O trabalho galardoado tem o título
 
CHANGING THE PARADIGM OF OSTEOPOROTIC FRACTURE
PREVENTION IN PORTUGAL. FROM NATIONAL EVIDENCE TO CLINICAL
PRACTICE AND GUIDELINES.
  
O trabalho apresenta de forma integrada os resultados de um projeto multifacetado de
investigação e de intervenção científica na área de osteoporose, em Portugal. Vem
sendo desenvolvido desde 2013 e contou com a colaboração de numerosos
investigadores nacionais e estrangeiros e de todas as sociedades científicas nacionais
com interesse nesta patologia.
A osteoporose e as fraturas que lhe estão associadas representam já um enorme
encargo social quer em termos económicos (>de 200 milhões de euros em custos
anuais em Portugal, só com fraturas da anca) e em excesso de mortalidade. O seu
impacto tenderá a aumentar exponencialmente no futuro, com o aumento da
longevidade da população, a menos que coloquemos em prática estratégias nacionais
bem estruturadas e alicerçadas cientificamente.
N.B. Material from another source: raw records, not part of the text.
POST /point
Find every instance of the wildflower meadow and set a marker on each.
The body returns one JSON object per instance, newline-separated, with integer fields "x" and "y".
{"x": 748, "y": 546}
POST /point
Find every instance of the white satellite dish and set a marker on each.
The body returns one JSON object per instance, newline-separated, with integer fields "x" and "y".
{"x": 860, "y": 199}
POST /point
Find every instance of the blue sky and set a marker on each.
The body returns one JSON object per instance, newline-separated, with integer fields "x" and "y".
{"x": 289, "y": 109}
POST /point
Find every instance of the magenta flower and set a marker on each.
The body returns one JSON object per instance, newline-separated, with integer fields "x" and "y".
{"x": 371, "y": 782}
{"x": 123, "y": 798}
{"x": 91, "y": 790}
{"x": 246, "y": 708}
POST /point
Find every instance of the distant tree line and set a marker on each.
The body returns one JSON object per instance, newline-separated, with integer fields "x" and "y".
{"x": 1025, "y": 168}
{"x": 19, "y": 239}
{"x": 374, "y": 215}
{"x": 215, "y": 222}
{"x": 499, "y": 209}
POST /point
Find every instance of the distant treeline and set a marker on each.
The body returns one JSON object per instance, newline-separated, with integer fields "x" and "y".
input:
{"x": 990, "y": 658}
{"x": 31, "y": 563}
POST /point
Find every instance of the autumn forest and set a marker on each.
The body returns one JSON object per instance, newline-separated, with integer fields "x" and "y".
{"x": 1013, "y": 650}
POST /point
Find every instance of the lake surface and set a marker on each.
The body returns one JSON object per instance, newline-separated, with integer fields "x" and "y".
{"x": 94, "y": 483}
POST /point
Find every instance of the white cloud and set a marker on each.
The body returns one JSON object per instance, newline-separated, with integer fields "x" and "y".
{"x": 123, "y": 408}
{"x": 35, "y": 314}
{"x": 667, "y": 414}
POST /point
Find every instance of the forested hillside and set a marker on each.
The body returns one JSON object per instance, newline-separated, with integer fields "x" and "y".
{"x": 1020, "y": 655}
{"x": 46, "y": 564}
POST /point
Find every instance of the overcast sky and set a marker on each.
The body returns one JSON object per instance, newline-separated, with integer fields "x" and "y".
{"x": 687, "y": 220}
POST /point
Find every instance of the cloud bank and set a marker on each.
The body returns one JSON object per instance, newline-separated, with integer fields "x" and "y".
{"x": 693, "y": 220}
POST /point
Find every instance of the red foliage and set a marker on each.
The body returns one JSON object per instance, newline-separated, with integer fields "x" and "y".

Este trabalho deu, nesta área, um contributo verdadeiramente invulgar no panorama
científico nacional pelo rigor científico, dimensão dos estudos e sua conversão em
instrumentos de ação pragmática. Começou por proceder à adaptação para a
população portuguesa, do FRAX®, um instrumento valioso para identificar as pessoas
em maior risco de fratura, as que mais beneficiam de tratamento. Demonstrou-se,
posteriormente, que este instrumento tem, entre nós uma elevada validade e rigor
preditivo. Avaliaram-se, pela primeira vez, os custos das fraturas osteoporóticas em
Portugal e, com base nisso, definiram-se níveis de risco de fratura acima dos quais é
economicamente justificado proceder a tratamento com os diferentes fármacos
preventivos de fratura. Reuniram-se, por fim, estas conclusões em recomendações
nacionais, subscritas por numerosas sociedades científicas, relativas ao rastreio do
risco de fratura osteoporótica e início criterioso dos tratamentos que visam diminui-lo.
Em suma, este trabalho resulta numa verdadeira mudança de paradigma no combate
às fraturas osteoporóticas em Portugal por oferecer dados cientificamente sólidos
para fundamentar as decisões de tratamento para doentes individuais e para a
definição de estratégias de Saúde Pública nesta área, pelas autoridades nacionais.